As we watch our little ones fight, we can often feel a little puzzled as to why it is that they’re bickering. According to Frances Walfish, Psy.D., a child and family psychotherapist in Beverly Hills, California, and author of The Self-Aware Parent, little ones might fight over their toys or a turn in the front seat, but they are ultimately fighting for love and attention.
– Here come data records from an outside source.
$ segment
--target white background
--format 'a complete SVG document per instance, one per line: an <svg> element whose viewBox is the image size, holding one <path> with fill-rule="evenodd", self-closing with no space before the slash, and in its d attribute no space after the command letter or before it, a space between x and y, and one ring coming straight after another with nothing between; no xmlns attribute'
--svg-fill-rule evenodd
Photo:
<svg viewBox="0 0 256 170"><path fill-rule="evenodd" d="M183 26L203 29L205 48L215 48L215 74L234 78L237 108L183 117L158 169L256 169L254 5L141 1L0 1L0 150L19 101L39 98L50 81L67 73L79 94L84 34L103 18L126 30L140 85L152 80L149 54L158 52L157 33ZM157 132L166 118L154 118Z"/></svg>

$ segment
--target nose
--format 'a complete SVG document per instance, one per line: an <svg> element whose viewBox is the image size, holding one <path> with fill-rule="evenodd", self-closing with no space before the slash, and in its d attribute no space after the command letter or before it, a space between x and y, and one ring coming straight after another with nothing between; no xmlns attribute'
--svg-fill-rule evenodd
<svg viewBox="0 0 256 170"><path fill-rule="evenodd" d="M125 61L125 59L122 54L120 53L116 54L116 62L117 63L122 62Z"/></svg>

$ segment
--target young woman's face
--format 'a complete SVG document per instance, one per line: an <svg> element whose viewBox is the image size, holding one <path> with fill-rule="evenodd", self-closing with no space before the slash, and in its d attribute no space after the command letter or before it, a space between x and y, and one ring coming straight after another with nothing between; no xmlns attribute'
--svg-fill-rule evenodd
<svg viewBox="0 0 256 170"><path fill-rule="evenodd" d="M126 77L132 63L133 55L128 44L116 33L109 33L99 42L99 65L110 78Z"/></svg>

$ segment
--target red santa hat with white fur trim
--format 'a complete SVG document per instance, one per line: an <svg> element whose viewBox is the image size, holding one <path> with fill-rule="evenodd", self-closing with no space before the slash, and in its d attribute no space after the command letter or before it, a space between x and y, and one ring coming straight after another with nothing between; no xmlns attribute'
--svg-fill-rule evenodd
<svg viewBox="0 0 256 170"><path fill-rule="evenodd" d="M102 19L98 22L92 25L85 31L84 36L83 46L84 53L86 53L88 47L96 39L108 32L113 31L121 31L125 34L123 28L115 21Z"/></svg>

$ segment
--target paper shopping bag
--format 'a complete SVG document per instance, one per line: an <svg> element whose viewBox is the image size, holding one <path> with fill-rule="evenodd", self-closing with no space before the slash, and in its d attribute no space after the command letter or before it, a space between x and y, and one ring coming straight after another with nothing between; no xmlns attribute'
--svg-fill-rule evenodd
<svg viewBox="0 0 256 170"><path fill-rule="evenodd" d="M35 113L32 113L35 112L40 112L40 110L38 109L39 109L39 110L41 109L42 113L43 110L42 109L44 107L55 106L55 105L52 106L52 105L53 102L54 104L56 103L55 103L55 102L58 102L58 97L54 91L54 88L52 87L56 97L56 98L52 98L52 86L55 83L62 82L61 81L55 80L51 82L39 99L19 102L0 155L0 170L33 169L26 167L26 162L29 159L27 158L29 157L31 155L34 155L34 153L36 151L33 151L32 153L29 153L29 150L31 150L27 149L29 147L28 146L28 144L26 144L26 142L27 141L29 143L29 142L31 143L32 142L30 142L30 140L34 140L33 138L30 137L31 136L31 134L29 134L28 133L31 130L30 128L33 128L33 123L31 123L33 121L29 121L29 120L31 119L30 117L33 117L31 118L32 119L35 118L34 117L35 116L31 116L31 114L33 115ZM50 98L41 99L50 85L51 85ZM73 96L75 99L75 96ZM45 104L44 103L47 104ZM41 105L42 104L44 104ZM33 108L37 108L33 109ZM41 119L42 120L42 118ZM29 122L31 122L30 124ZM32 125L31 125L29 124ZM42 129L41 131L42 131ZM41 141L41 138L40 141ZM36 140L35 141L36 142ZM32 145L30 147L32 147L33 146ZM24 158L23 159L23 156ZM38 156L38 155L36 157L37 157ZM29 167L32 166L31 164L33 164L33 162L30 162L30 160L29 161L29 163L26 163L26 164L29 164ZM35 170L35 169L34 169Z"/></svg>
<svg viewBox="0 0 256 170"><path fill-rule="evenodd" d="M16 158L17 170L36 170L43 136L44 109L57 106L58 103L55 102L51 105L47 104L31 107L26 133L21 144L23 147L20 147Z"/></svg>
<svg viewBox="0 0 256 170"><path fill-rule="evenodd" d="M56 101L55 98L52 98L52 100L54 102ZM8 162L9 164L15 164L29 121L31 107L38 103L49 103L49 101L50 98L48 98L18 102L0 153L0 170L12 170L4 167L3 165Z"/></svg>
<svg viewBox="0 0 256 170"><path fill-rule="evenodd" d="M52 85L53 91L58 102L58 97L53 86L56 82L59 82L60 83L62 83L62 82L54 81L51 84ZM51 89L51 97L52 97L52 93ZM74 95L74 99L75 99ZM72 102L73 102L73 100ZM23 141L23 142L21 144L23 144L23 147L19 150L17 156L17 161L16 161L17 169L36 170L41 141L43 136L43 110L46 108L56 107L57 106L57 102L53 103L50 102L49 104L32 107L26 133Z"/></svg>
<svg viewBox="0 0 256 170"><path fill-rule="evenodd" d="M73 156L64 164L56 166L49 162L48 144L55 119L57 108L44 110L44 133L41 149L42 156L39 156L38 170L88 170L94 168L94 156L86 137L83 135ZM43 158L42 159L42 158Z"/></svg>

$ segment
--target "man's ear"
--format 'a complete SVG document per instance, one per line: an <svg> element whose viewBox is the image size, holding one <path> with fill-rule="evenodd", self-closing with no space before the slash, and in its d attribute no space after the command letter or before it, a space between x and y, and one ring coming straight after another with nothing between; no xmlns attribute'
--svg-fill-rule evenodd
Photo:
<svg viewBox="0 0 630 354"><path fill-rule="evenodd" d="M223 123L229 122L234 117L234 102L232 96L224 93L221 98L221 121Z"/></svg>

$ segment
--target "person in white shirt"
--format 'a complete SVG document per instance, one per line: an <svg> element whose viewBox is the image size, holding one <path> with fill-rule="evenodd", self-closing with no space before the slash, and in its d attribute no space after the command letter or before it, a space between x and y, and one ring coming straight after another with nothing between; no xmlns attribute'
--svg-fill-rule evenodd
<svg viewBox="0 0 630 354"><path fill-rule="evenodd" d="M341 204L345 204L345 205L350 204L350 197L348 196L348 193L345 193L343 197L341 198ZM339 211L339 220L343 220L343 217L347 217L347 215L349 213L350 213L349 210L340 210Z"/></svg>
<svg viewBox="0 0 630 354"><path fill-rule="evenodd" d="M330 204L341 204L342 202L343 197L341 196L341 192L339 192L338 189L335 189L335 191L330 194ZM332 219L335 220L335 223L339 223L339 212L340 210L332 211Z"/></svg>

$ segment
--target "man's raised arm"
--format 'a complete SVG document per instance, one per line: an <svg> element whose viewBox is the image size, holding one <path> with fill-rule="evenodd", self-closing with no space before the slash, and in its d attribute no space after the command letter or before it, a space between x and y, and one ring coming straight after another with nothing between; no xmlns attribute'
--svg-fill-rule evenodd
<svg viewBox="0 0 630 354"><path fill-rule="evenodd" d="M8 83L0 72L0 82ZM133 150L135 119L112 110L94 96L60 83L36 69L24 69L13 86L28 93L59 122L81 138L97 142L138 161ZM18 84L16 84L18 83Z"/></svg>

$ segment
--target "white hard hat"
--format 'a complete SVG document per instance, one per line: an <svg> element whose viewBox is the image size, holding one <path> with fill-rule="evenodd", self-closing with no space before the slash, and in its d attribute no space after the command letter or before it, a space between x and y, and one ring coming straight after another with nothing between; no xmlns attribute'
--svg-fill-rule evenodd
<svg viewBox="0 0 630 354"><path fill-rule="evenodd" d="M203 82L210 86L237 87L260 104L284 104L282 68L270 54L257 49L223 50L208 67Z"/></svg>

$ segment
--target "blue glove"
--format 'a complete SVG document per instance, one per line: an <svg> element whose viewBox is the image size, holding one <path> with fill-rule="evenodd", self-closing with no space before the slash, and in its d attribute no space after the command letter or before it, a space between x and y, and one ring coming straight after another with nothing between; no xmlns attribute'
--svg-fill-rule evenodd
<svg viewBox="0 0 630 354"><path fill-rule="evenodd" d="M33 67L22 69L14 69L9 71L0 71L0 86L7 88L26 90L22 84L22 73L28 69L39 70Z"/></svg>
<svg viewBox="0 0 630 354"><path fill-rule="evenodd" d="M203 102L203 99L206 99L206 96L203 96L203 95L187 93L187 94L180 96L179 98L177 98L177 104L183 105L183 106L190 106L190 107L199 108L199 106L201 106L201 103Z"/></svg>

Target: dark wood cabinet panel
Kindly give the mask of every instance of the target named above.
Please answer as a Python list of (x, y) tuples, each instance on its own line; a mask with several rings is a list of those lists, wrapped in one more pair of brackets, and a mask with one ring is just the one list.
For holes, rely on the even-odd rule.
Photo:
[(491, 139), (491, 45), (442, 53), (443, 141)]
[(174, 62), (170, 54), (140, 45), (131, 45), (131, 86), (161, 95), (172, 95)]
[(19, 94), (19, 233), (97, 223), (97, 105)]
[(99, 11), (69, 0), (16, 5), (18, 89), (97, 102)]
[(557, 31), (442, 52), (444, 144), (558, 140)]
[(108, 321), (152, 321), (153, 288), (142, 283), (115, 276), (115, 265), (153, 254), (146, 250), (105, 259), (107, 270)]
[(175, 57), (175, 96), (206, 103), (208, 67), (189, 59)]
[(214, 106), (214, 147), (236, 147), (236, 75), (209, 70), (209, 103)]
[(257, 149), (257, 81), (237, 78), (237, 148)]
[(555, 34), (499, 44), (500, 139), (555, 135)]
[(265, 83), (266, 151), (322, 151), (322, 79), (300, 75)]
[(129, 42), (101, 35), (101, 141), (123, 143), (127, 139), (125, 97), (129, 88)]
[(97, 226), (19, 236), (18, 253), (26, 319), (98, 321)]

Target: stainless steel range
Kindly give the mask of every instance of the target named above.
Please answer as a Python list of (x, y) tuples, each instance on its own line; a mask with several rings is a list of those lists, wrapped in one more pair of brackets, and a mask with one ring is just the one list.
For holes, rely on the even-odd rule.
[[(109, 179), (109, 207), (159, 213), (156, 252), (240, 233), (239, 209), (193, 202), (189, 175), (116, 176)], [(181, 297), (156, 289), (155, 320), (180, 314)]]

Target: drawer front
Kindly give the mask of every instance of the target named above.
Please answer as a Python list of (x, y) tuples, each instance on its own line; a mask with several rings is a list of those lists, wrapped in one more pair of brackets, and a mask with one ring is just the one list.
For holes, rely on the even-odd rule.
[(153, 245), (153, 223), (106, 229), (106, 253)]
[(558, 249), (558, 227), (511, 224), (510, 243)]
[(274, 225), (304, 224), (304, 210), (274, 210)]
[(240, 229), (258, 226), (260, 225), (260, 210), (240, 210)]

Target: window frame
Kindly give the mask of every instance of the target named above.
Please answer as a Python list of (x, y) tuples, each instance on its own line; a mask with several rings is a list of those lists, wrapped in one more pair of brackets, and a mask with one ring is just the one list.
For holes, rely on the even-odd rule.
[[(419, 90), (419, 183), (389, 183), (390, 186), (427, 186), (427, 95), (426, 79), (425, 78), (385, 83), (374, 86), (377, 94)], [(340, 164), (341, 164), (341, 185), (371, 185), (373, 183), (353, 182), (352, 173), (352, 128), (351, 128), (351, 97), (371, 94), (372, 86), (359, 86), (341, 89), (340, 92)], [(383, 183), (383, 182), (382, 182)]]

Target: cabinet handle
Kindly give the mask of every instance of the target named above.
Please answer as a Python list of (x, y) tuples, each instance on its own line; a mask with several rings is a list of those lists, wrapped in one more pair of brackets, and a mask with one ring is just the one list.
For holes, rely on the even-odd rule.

If one sibling happens to feel jealous of the other, a mix of overwhelming feelings can fuel any existing rivalry. In accordance with Frances Walfish’s research, our little ones can also fight due to one or more of the following:

  • Evolving needs: As we watch our children grow, their needs begin to change. A sibling could prevent these needs from being fulfilled.
  • Individual temperaments: Each child has unique moods, adaptability and tolerance thresholds. Little siblings can often agitate and push these boundaries.
  • Role models: Little ones are extremely sensitive to what goes on around them. If they are exposed to bickering on the playground, in the classroom or at home, they are likely to mimic the action and provoke their sibling.
  • How Long Does It Last?

    Toddlers need to learn how to tolerate and accept each other’s characteristics and quirks to prevent the possibility of a strained relationship in later years. Severe sibling rivalry can last well after your tots reach puberty.

    How Do I Address It?

    There are times when our children’s arguments can quickly turn into physical fights. If you happen to run out of ways to cool off their rivalry, here are a few ideas:

    • Love, love and more love: Children will fight for the favour and attention of their parents. If you find that your little ones are simultaneously nagging you for attention, perhaps you can plan to spend equal amounts of quality time with each of your little stars.
      • A little lesson goes a long way: Weighted apologies can teach children the fundamental difference between right and wrong. If your little ones happen to treat each other badly, it might be a good idea to teach them how to add value and weight to an apology by talking to them about the issue and leaving them to think about their misdemeanour. This will lead to a more sincere “sorry” from your little one.
        • Play the grey clouds away: A fun and busy game or activity that is not focused on competition can help little ones focus on having fun and working together. A swim in the pool, a garden safari or an arts and crafts session can be a welcome distraction.
        • While you hold their small hands as they go through ups and downs, rest assured that your little one’s sibling rivalry will dissipate and that they will eventually lean on each other for support.